A 16-year-old girl identified only by the initials M.A. who was detained on May 7 together with 13 other minors in connection with an ongoing investigation into the faith-based Gülen movement is now facing accusations of terrorism, Sevinç Özarslan from the Kronos news website reported.

According to a document dated June 6, 2024 obtained by Özarslan, the prosecutor’s office has accused M.A. of membership in an armed terrorist organization as of December 19, 2023. Due to her age, her case has been separated from the main investigation.

President Recep Tayyip Erdoğan has been targeting followers of the Gülen movement, inspired by Muslim cleric Fethullah Gülen, since the corruption investigations of December 2013 which implicated then-prime minister Erdoğan, his family members and his inner circle.

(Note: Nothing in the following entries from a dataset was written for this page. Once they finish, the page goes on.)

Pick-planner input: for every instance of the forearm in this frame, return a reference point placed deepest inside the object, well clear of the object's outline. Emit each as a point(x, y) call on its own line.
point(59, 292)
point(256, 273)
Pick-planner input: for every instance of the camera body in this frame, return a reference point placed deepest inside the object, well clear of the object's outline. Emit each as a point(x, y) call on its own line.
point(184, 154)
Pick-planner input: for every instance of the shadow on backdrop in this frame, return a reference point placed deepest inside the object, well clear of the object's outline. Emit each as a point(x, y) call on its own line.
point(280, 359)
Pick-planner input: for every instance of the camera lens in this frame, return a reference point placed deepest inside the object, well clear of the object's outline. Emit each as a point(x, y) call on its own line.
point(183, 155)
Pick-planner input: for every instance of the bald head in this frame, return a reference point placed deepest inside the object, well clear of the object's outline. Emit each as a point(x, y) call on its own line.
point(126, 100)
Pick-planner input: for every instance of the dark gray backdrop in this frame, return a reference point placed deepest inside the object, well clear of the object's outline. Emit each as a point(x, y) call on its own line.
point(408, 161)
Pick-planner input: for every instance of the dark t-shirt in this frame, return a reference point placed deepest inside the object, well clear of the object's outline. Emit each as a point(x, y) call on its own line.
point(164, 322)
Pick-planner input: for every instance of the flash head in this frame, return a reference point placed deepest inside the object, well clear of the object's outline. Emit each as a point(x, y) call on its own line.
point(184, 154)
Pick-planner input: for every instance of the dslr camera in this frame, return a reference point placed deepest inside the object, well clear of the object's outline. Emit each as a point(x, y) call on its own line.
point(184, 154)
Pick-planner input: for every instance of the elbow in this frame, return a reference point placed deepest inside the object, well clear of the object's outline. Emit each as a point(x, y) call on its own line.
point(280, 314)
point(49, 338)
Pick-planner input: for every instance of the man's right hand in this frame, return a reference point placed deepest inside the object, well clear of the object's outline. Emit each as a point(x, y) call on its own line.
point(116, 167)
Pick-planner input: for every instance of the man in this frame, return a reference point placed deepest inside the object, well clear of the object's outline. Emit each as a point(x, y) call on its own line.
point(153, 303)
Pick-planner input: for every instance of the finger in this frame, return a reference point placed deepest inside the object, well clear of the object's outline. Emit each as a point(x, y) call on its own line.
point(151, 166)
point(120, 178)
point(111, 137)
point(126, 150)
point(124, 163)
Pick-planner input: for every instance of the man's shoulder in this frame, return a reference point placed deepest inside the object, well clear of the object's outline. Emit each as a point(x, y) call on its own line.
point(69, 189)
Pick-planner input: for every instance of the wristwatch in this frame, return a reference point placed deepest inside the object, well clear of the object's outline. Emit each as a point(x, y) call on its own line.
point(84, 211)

Dismissing the investigations as a Gülenist coup and conspiracy against his government, Erdoğan designated the movement as a terrorist organization and began to target its members. He intensified the crackdown on the movement following an abortive putsch that he accused Gülen of masterminding. Gülen and the movement strongly deny involvement in the coup attempt or any terrorist activity.

The first hearing for this case is scheduled for September 23 at the İstanbul 24th High Criminal Court.

Turkish police on May 7 detained 14 minors during raids in İstanbul for alleged links to the movement.

The İstanbul Public Prosecutor’s Office had issued detention warrants for the youngsters on allegations of “disseminating terrorist propaganda.”

Following raids conducted on homes around Beylikdüzü, a district on the European side of İstanbul, the minors were taken to the juvenile division of the police department.

The teens are accused of staying in student apartments affiliated with the movement and exchanging text messages as part of an allegedly Gülen-linked student network.

The detainees were reportedly released the same evening.

The parents of the detainees were dismissed from their jobs by executive decrees after the failed coup attempt in July 2016 as part of a widespread post-coup purge targeting public sector workers with suspected Gülen links.

Following the coup attempt, the Turkish government declared a state of emergency and carried out a massive purge of state institutions under the pretext of an anti-coup fight. More than 130,000 public servants, including 4,156 judges and prosecutors, as well as 24,706 members of the armed forces, were summarily removed from their jobs for alleged membership in or relationships with “terrorist organizations” by emergency decree-laws subject to neither judicial nor parliamentary scrutiny.

In addition to the thousands who were jailed, scores of other Gülen movement followers had to flee Turkey to avoid the government crackdown.